First came the black out. Lexington was hoping on Saturday. The Breeders’ Cup Horse racing event was at Keeneland for the first time ever. Triple Crown winner American Pharoah cemented his legacy with a win in the classic race. It was also a great evening for Halloween, with city streets full of young children dressed in their favorite character costumes for the traditional Trick-or-Treat festivities. Then, of course, there was the football game. School officials had asked everyone coming to the game to dress out in black. The fans did not disappoint. The stadium was full of black-clad patrons, mixed with Tennessee fans who were wearing orange. The perfect compliment of colors for Halloween.
Next came lights out. The Wildcats actually made several plays early in the game. First was a 77-yard fumble return for touchdown by senior defensive tackle Cory Johnson. The big fellow picked up the ball after defensive back Marcus McWilson knocked it out of UT quarterback Joshua Dobbs’ hands and rambled untouched down the right side-line to give UK an early 7-0 lead. After falling behind 10-7, the Wildcats drove 75 yards on 14 plays, which was capped by a fourth and one Patrick Towles quarterback bootleg for the touchdown that temporarily gave UK a 14-10 lead. It was very temporary, as Tennessee launched an onslaught of big plays, starting with a 75-yard touchdown pass on their very next play. On UT’s next possession, a 64-yard run by tailback Alvin Kamara set up another touchdown to give the Volunteers a 24-14 lead at the half. The second half was no different. A UT 37-yard pass, a 100-yard kickoff return and a 84-yard punt return all for touchdowns turned the black out into a KO against Kentucky.

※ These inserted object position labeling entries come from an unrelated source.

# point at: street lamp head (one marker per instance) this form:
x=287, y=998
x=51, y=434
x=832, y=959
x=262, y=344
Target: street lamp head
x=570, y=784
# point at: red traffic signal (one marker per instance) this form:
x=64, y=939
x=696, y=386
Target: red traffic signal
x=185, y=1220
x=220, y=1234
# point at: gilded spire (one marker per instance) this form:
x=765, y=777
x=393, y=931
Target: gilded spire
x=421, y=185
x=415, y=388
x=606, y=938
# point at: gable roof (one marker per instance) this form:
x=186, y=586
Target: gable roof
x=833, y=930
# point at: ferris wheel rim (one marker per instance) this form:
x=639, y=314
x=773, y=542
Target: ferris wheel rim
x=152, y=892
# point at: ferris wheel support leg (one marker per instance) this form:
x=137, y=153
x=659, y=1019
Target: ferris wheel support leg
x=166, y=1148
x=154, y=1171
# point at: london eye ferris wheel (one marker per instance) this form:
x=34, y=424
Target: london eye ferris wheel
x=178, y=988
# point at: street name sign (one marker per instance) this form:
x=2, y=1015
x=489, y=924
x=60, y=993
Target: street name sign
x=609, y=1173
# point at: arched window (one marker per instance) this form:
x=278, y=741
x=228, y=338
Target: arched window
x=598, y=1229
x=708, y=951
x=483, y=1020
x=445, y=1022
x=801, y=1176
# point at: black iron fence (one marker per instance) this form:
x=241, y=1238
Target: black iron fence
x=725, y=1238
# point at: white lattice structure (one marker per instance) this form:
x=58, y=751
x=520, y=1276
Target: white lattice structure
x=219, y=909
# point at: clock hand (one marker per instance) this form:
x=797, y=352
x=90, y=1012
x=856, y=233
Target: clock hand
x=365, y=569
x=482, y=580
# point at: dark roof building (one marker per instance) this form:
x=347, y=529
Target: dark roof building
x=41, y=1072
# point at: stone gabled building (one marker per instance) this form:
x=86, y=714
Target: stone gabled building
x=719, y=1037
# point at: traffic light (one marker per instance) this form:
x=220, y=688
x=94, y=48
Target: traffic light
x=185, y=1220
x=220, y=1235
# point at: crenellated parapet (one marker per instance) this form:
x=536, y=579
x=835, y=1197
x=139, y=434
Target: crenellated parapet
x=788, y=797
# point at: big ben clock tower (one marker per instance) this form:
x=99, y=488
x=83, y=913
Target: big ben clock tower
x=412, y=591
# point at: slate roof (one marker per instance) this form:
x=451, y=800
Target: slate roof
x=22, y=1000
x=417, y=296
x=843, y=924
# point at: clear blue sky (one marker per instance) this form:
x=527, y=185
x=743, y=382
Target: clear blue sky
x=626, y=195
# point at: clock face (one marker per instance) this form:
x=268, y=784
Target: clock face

Then, clear out. I have attended a ton of UK football games over the last 40+ years, but I don’t remember a time when the fan base cleared out the stadium faster than they did Saturday night. Of course, that has included several blow out losses for the Wildcats, so that is not the total reason for the mass exodus. It may have been all the other activities on the day. Or it may have been the fact that many folks were going to a late night Halloween party. But mainly, I think it’s due to a loss of hope on a promising season, plus the fact that Kentucky has now lost to Tennessee 30 times in the last 31 years. By the beginning of the fourth quarter, the stadium was empty except for a few die-hard fans and the group of Tennessee fans who had made the two and a half hour trip north for the game. The season it not over, but back-to-back blow out losses have a way of frustrating a fan base. Six wins and the Wildcats can make a bowl game. Seven wins and momentum can be carried over to next season. With a 4-4 record, Kentucky can still obtain their goals, but the clock is ticking and time is running out.